Comment jugez-vous les menaces de dissolution du ministre de l’Intérieur ?
En France, contrairement à l’Italie, on peut dissoudre des groupes, ce qui est une solution totalement disproportionnée et inutile. En effet, les groupes ultras permettent d’avoir des interlocuteurs sur le terrain et d’encadrer les supporters les plus radicaux et violents, en évitant que ceux-ci s’éparpillent.

Le Red Kaos à la Fête du Travailleur alpin
Les Red Kaos 1994 participeront à la Fête du Travailleur alpin, les 27 et 28 juin, au parc Marius-Camet, à Saint-Égrève, où ils organiseront un débat intitulé « Financiarisation du football : crises, nouvelles dépendances et alternatives ». Rendez-vous le samedi , à partir de 16 heures, avec plusieurs intervenants, dont le directeur général du GF38 Max Marty et le sénateur PCF des Bouches-du-Rhône Jérémy Bacchi, vice-président de la commission sport du Sénat… Sans compter d’autres invités à confirmer (plus d’informations prochainement).
Des places pour le week-end seront notamment en vente le samedi 2 mai au soir au Stade des Alpes, à l’occasion du match GF38-Troyes comptant pour la 33e journée de Ligue 2. Les supporters grenoblois installeront une table Red Kaos en coursive de la tribune Nord (bloc F), permettant d’acheter sa vignette à prix réduit (20 euros pour les deux jours). Au menu de la Fête du TA : concerts, débats, stands, restauration, buvette… Retrouver le programme complet sur le site : fete.travailleur-alpin.fr

Red Star, Foggia, les « frères »
Pour leurs 30 ans, les Red Kaos 1994 ont rendu hommage aux supporters décédés, « à Grenoble, Saint-Ouen, Foggia ». Si les Grenoblois comptent, de leur propre aveu, peu d’amis parmi les ultras, ceux du Red Star sont pour eux « des frères ». Quinze ans d’amitié que les groupes des deux clubs ont fêtés le 7 février dernier, lors de la venue du club francilien.
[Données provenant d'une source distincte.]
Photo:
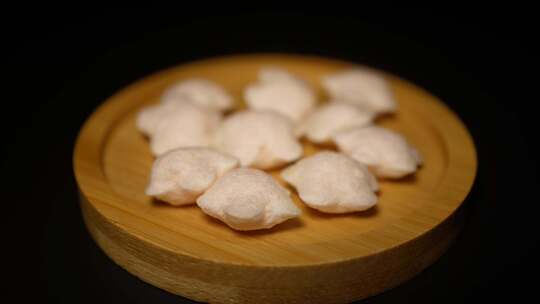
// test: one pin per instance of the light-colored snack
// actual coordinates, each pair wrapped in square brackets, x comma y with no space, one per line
[281,92]
[180,176]
[184,125]
[248,199]
[332,182]
[362,87]
[275,74]
[385,152]
[202,92]
[326,120]
[260,139]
Des membres des Red Star Fans étaient également présents le 12 avril, ainsi qu’un supporter de la Curva Sud de Foggia. Les liens avec les ultras du club italien remontent, eux, à un Mondial antiraciste à Bologne et des Red Kaos font aussi régulièrement le déplacement dans les Pouilles.
450
abonnés
recensés en tribune Ouest au Stade des Alpes, selon les chiffres de 2025. Parmi eux, 150 sont par ailleurs encartés au Red Kaos 1994.

Souvenirs, souvenirs…
Difficile pour un membre des Red Kaos d’établir son top 3 des meilleurs souvenirs. Supra se plie à l’exercice. D’abord la qualification face à l’OM en Coupe de France, en 2015. « Au niveau émotionnel, il y a tout eu : la qualif’ aux tirs au but, l’ambiance en tribune et même la bagarre contre les Marseillais », plaisante-t-il. Viennent ensuite le match de la montée en Ligue 1, en 2008, « inoubliable ». Et la victoire au Parc des Princes (saison 2008–2009) face au PSG.
700
kilos de denrées,
l’équivalent de 1 500 repas distribués… C’est ce qu’ont collecté les Red Kaos sur leur stand tenu avec la Banque alimentaire, en décembre 2023, au Stade des Alpes, lors d’un match du GF38. Illustration des missions sociales et humanitaires des ultras grenoblois, qui ont aussi lancé par exemple, en 2024, une cagnotte en ligne au profit du Secours populaire, victime du cambriolage de son entrepôt d’Échirolles.
Retailleau, ministère amer
Bruno Retailleau a lancé fin mars une procédure de dissolution visant plusieurs groupes de supporters : des identitaires d’extrême droite comme Légion X (Paris FC) et les Offenders (Strasbourg), mais aussi trois noms qui comptent dans le paysage ultra : la Brigade Loire (FC Nantes) ainsi que les Green Angels et Magic Fans (Saint-Étienne). À l’heure où nous bouclions ces lignes, les supporters nantais semblent ne plus se trouver dans le viseur du ministre de l’Intérieur, qui accorderait un sursis aux deux groupes ultras des Verts. Quoiqu’il en soit, les supporters français se sentent menacés par cette politique démagogique, dans un contexte de surenchère sécuritaire.
Solidarité entre groupes ultras
Effet collatéral de la répression, une nouvelle solidarité a vu le jour entre ultras habituellement plutôt rivaux, au cours de la saison 2024–2025. Cela s’est manifesté d’abord lors de la lutte contre beIN Sports et la tenue des matchs de Ligue 2 le vendredi. Puis à travers la mobilisation de soutien aux groupes menacés de dissolution, avec un communiqué commun initié une fois encore par l’Association nationale des supporters (ANS) et signé par 128 associations de Ligue 1 et Ligue 2.